According to his own testimony, it took him two years to learn to handle all the methods of propagandistic domination, so that he felt himself “master in this art.” It has been suggested that he was the first to apply the techniques of American advertising to political struggle. Perhaps the great Barnum was indeed one of his teachers, as
Die Weltbühne
later asserted. But the tone of amusement with which the magazine announced this discovery revealed its own blindness. Many supercilious contemporaries from left to right made the same mistake: confusing Hitler's techniques with his aims and concluding that the aims were laughable because the methods were. He himself never swerved in his determination to overthrow a world and put another in its place; to him there was no incongruity between the techniques of the circus barker and the universal conflagrations and apocalypses he had in mind.

 

The important figure in the background, the symbol of union throughout the
völkisch
camp, remained—in spite of Hitler's oratorical success—General von Ludendorff. With a respectful eye partly cocked toward the general, Hitler was still regarding himself as something of a forerunner preparing the way for someone greater than himself.

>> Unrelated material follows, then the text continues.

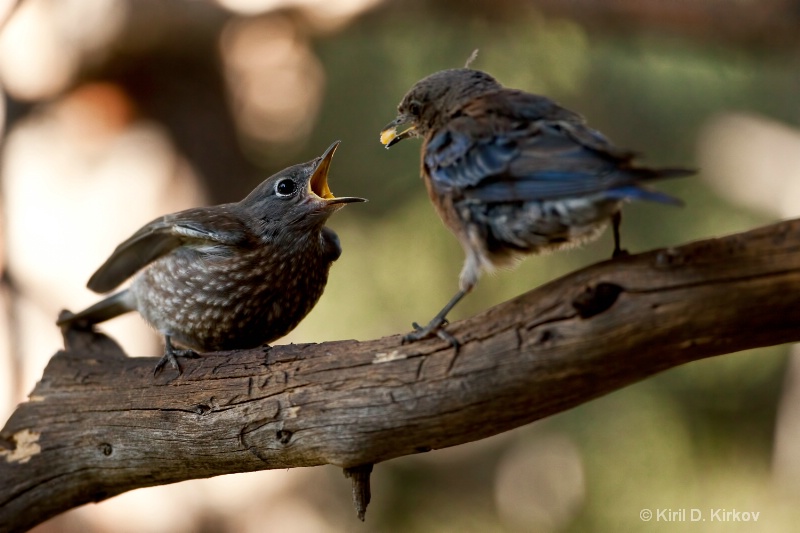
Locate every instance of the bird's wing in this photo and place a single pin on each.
(197, 227)
(514, 146)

He, Hitler, playing the role that John the Baptist played for Christ—“a very small sort of St. John,” he called himself—would create a racially united people and a sword for that greater one. But the masses seemed to realize sooner than he himself that he was the one they were waiting for. They streamed to him “as to a Saviour,” a contemporary account notes. There are stories in plenty of “awakenings” and conversions—totalitarian movements are often characterized by such pseudoreligious events. For example, Ernst Hanfstaengl first heard Hitler at this time. He had many objections; nevertheless, he felt that “a new period of life” was beginning for him. The businessman Kurt Luedecke, who for a time was counted among the leading members of Hitler's entourage and who later was imprisoned in the Oranienburg concentration camp, after his escape abroad described the spell cast on him and innumerable others by Hitler the orator:

 

Presently my critical faculty was swept away.... I do not know how to describe the emotions that swept over me as I heard this man. His words were like a scourge. When he spoke of the disgrace of Germany, I felt ready to spring on any enemy. His appeal to German manhood was like a call to arms, the gospel he preached a sacred truth. He seemed another Luther. I forgot everything but the man; then, glancing round, I saw that his magnetism was holding these thousands as one.

Of course I was ripe for this experience. I was a man of thirty-two, weary of disgust and disillusionment, a wanderer seeking a cause: a patriot without a channel for his patriotism, a yearner after the heroic without a hero. The intense will of the man, the passion of his sincerity seemed to flow from him into me. I experienced an exaltation that could be likened only to religious conversion.
34

 

From the spring of 1922 on the membership figures began climbing by leaps and bounds. By summer the party had some fifty local groups, and at the beginning of 1923 the Munich business office had to be closed temporarily because it was unable to cope with the mass of applications. Part of this increase was due to an order requiring every “party comrade” to bring in three new members and one subscriber to the
Völkische Beobachter
every three months. But much of it was surely due to Hitler's growing skill as an orator and organizer.

In order to meet the needs of disoriented people, the NSDAP tried to create close links between the party and the personal lives of the members. In this respect it was once more drawing on the tested practices of socialist parties. But the rite of the weekly evening talkfests, at which attendance was obligatory, the joint outings, concerts, or solstice festivals, the singing, the cookouts, and saluting, in addition to the various forms of bland sociability that developed in party headquarters and storm troop barracks—all this went far beyond the model and appealed more directly to the human craving for solidarity. The movement's greatest task, Hitler declared, was to provide “these seeking and erring masses” with the opportunity “at least somewhere once more to find a place where their hearts can rest.”

At first Hitler's policy had been to enlarge the party at all costs. But after a while he took another line, establishing new local groups only when a capable leader in whom he personally had confidence could be found, one who could satisfy the craving for authority so obviously crying out for fulfillment.